Open the tunnel on your local machine, run:
ssh -N -L 8000:<compute-node>:<port> <your-username>@<login-node>
Replace <compute-node> and <port> with the values from ~/vllm_endpoint.txt. For example:
ssh -N -L 8000:gpu-node-042:8347 jsmith@sol-login01.rc.asu.edu
Leave this terminal open. It maps localhost:8000 on your laptop to the vLLM server.
Verify the connection in a new terminal on your local machine:
curl http://localhost:8000/v1/models
You should see a JSON response listing the model name.
Send a chat request:
curl http://localhost:8000/v1/chat/completions \
-H "Content-Type: application/json" \
-d '{
"model": "Qwen/Qwen2.5-7B-Instruct",
"messages": [
{"role": "user", "content": "Explain what a GPU is in two sentences."}
]
}'
Replace the model name with whichever model you are serving.
Use a chat UI (optional) — any OpenAI-compatible frontend works. For example, Open WebUI via Docker on your local machine:
docker run -d -p 3000:8080 \
-e OPENAI_API_BASE_URL=http://host.docker.internal:8000/v1 \
-e OPENAI_API_KEY=unused \
ghcr.io/open-webui/open-webui:main
Then open http://localhost:3000 in your browser.
Using vLLM via Python
from openai import OpenAI
client = OpenAI(
base_url="http://localhost:8000/v1",
api_key="unused", # vLLM doesn't require a real API key
)
response = client.chat.completions.create(
model="Qwen/Qwen2.5-7B-Instruct",
messages=[
{"role": "user", "content": "What is vLLM?"}
],
)
print(response.choices[0].message.content)
When you're done
scancel <jobid>
Close the SSH tunnel on your local machine with Ctrl+C.
Troubleshooting
- "Connection refused" when curling the server
Check that your SSH tunnel is still open, the hostname and port match ~/vllm_endpoint.txt, and the vLLM process has finished starting (check the Slurm log for the Uvicorn message).
- Model download is slow or fails
Model weights are downloaded from Hugging Face on first run to $HF_HOME. Make sure this points to your scratch directory, as models can be 15–140 GB. If a download is interrupted, delete the partial cache directory under $HF_HOME/hub/ and resubmit.

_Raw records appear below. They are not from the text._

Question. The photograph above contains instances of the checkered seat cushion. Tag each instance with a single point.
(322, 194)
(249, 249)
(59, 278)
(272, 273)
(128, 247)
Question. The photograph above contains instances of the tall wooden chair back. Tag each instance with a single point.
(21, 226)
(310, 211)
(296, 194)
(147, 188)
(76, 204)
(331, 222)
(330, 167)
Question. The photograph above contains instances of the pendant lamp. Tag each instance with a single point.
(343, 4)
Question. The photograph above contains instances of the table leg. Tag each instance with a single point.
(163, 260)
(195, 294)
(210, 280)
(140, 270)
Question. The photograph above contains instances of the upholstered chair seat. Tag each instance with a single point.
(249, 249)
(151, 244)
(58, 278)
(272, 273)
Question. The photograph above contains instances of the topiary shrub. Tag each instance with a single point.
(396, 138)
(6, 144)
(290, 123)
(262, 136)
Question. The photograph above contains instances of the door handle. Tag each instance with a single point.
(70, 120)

- Some models require a Hugging Face token
Llama and some other models are gated behind a license agreement. Go go huggingface.co to create an access token, then add this to your job script before the vLLM command:
export HF_TOKEN="hf_your_token_here"
- A100-specific: OOM (Out of Memory) during startup
Add --enforce-eager to skip CUDA graph capture. Reduce --max-model-len or add --max-num-seqs 32. Make sure PYTORCH_ALLOC_CONF=expandable_segments:True is set.
Gaudi2-specific
- OOM
Increase --gpu-memory-utilization (default 0.9). If that's not enough, increase --tensor-parallel-size to spread weights across more cards. You can also disable HPU Graphs to free memory used by graph capture, though this reduces performance.
- Slow first requests
Gaudi2 compiles execution graphs during warmup. The first several requests may be slow as the bucketing mechanism compiles graphs for different tensor shapes. This is normal — subsequent requests at similar lengths will be fast.

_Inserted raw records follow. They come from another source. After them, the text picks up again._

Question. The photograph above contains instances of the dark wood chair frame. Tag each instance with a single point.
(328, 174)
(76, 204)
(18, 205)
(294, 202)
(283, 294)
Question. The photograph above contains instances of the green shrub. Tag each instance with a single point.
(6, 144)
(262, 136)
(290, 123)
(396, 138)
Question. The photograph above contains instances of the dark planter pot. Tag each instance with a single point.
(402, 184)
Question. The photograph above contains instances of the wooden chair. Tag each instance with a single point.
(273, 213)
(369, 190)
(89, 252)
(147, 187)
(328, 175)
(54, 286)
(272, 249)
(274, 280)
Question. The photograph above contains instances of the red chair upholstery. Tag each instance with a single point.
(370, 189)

hl-sminot found or shows no devices
The Habana driver module is not loaded. Add module load habanalabs/latest to your job script. If the module is loaded but no devices appear, the node may not have Gaudi2 hardware — check your --partition and --gres settings.
- Model not supported
If vLLM crashes or produces garbled output, the model may not be compatible with the Gaudi2 backend. Check the validated models table above and fall back to an A100 job.